MENLO PARK, CALIF. (05/12/2000) - Senator Fred Thompson (Republican-Tennessee) last week brought his crusade here for legislation that would require the government to review its security practices annually.
Thompson discussed his bill in an address at the Internet Defense Summit, a gathering of some 100 corporate security managers who met with politicians and law enforcement representatives to refine strategies for fighting computer crime.
Attendee Gary White, a security research manager at London-based BP Amoco PLC, said he was pleased to see the large turnout and the presence of government officials at the summit. "It is an indication that IT security is being recognized at high levels in corporations," White said.

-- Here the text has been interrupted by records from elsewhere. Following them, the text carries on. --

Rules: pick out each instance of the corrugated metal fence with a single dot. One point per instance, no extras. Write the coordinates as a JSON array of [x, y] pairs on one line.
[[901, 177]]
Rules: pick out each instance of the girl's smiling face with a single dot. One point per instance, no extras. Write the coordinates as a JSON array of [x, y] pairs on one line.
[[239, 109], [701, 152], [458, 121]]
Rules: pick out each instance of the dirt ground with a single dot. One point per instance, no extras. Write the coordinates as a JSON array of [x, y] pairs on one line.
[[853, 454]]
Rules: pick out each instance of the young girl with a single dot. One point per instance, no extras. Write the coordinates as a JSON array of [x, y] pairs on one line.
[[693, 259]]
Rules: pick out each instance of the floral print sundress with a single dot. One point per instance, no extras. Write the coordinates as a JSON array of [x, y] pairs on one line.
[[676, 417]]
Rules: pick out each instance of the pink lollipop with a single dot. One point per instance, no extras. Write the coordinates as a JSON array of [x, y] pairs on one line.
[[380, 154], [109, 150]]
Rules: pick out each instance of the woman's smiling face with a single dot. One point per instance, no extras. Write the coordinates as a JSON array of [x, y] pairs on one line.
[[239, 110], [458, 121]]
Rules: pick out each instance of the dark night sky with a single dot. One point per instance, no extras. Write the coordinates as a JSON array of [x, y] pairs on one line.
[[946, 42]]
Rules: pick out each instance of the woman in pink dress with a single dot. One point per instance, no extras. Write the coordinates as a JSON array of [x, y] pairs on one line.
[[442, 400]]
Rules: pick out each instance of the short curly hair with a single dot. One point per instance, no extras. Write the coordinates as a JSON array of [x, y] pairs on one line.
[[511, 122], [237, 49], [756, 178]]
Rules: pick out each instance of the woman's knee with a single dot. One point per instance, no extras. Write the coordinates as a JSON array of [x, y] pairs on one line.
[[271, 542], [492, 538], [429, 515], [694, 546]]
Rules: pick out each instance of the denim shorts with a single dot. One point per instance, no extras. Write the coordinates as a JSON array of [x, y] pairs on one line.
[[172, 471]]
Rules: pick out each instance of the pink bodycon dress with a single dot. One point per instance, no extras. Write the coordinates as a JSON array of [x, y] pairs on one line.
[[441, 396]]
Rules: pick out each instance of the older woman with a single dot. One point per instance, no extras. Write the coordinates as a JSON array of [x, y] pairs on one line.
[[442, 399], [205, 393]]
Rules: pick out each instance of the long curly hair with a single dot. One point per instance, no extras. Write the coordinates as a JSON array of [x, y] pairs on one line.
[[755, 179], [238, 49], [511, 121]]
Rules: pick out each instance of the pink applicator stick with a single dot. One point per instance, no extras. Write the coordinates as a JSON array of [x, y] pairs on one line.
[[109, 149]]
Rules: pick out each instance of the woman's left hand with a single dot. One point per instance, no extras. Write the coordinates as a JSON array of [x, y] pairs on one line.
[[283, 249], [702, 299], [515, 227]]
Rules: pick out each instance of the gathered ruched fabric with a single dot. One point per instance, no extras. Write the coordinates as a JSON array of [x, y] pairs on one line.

Thompson's proposed Government Information Security Act was approved last week by the Senate Government Affairs Committee, of which Thompson is chairman.
Nonetheless, the senator cautioned that the federal government doesn't have the resources to prosecute security suspects. Thompson also said Congress shouldn't pass legislation that forces companies to cooperate with investigations.
"We don't know yet how to run our own shop," Thompson said, adding that companies have to create their own security defense plans. He said the government could assist by providing grants for security research, giving tax breaks to firms that develop security tools, enforcing current laws and increasing the number of visas for high-tech workers, thereby helping to ease the chronic shortage of people trained in security practices.
A few participants called on software firms to make their applications more secure. One suggestion was that default settings in software should automatically be at the highest level of security available.
"You wouldn't build a swimming pool in the center of town and not put a fence around it, and I think that's what the software companies are doing," said Glenn Tenney, a director at Pilot Network Services Inc. in Alameda, California, during a luncheon that was open to reporters.
Most of the summit took place behind closed doors, in what summit organizers said was an effort to encourage candid discussions about security problems and how attendees have learned to cope.
At the luncheon, Selwyn Gerber, a managing partner at Los Angeles-based offshore investment firm PrimeGlobal LLC, said his company considers the Internet so insecure that it won't use it to transmit sensitive customer data.
"We're back to using faxes, and we find that much more secure," Gerber said.
"We [also] use [Federal Express Corp.]. In fact, if there were ponies still traveling across Europe, we'd probably use those, too."
James Niccolai of the IDG News Service contributed to this story.